Brooklyn man sentenced to 4 years for religious divorce scheme

Moshe Goldstein, 32, was one of seven men arrested in 2013 for threatening Jewish husbands who denied their wives a divorce

Illustrative image of FBI agents (AP/Winslow Townson)
Illustrative image of FBI agents (AP/Winslow Townson)

NEW YORK — A Brooklyn man was sentenced to four years in federal prison for attempting to violently coerce a recalcitrant husband into giving a religious divorce.

Moshe Goldstein, 32, was sentenced Monday in federal court in Trenton, New Jersey, NJ.com reported. He pleaded guilty last year to committing extortion and to restraining, assaulting and injuring a man in 2011 on behalf of the man’s estranged wife.

Goldstein, his brother and seven other men, including two Orthodox rabbis, were arrested in October 2013 in an FBI sting operation. He is the first of the group, which is charged with running an operation that used threats of kidnapping, beatings and stun guns to pressure recalcitrant husbands, to be sentenced.

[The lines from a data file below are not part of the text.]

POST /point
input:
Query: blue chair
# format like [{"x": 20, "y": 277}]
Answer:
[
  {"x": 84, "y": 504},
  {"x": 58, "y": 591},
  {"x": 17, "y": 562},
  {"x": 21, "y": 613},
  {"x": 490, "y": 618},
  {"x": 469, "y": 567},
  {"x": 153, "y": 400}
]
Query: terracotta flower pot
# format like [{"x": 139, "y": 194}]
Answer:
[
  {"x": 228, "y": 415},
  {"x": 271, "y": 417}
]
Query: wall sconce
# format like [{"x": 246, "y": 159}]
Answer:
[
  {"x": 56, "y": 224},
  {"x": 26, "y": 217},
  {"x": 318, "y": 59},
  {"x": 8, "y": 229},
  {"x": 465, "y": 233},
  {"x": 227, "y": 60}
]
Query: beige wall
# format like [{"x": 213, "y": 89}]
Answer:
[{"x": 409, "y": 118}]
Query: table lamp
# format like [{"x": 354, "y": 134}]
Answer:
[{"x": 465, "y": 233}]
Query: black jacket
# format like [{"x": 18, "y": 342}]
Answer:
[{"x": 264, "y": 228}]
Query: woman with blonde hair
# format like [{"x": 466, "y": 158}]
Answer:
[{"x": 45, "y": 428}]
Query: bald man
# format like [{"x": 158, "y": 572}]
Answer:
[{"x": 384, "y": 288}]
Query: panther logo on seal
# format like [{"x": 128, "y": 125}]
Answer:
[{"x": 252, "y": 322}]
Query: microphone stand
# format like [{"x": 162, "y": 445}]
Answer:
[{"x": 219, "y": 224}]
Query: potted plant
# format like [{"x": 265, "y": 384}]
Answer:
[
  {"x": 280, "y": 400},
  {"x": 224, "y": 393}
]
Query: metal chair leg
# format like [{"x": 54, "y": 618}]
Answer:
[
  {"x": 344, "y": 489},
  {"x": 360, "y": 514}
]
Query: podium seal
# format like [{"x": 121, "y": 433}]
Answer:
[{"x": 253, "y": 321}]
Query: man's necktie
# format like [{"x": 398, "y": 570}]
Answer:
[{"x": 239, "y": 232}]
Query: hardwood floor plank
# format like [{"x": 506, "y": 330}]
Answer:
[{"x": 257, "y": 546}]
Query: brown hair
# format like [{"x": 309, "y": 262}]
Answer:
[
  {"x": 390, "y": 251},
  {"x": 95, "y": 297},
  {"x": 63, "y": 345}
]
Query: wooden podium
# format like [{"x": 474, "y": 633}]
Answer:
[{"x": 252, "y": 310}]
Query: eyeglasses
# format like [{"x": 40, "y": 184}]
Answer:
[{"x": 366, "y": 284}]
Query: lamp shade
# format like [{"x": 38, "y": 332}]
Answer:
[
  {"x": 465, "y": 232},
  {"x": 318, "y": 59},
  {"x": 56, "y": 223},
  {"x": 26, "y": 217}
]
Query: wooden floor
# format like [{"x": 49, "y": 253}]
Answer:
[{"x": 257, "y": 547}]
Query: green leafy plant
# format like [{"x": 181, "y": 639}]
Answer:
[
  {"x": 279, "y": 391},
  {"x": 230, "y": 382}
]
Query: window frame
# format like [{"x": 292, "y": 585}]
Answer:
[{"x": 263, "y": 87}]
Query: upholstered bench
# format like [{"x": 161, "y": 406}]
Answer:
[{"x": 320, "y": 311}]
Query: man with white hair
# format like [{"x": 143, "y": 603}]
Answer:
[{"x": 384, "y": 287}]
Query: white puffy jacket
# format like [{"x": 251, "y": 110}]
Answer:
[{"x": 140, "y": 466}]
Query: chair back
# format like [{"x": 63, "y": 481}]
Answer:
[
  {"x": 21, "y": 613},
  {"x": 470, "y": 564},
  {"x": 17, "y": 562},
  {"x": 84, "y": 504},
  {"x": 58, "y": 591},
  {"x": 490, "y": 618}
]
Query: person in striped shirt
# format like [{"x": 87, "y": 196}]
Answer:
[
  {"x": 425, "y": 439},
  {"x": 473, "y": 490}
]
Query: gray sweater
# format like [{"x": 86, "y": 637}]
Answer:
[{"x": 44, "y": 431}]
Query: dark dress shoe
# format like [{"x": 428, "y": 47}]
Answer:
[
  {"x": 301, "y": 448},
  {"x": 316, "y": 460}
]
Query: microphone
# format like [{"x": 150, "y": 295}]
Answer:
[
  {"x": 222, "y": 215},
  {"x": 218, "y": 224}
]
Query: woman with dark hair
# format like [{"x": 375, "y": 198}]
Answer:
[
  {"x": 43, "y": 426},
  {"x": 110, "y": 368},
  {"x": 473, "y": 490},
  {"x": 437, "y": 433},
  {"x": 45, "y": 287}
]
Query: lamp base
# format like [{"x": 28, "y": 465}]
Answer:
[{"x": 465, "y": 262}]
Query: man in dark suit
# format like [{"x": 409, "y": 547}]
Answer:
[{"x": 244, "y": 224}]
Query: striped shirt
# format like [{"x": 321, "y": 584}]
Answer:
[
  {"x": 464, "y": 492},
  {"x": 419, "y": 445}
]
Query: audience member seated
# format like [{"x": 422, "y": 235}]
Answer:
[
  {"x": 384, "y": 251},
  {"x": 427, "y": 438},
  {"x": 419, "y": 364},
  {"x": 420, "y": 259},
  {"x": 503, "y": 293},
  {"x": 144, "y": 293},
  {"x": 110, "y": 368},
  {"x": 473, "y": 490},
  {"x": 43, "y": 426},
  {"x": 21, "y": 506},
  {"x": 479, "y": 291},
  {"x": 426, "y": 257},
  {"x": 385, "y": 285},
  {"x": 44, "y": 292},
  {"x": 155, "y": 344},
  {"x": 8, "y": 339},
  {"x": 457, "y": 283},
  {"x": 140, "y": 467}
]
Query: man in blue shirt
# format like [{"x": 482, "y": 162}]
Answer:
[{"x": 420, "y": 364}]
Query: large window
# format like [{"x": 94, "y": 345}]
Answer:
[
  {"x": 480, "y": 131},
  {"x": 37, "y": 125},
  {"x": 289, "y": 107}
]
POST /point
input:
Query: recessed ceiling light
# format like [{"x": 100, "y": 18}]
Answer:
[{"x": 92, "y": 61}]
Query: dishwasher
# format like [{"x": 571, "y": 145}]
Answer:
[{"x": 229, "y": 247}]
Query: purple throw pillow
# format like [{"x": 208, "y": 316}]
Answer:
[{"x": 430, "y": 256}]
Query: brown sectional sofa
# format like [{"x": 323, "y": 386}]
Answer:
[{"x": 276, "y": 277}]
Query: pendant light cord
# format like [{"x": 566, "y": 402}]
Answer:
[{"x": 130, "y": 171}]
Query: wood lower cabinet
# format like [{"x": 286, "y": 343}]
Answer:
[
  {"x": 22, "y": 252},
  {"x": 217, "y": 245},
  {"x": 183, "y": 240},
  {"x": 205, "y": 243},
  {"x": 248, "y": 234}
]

An Orthodox woman cannot obtain a divorce without receiving a “get” from her husband. The women who are trapped in such marriages are called agunot, or “chained women.”

Rabbi Mendel Epstein was convicted of conspiracy to commit kidnapping and Rabbi Martin Wolmark pleaded guilty to conspiracy. Both will be sentenced in December, along with three other members of the group.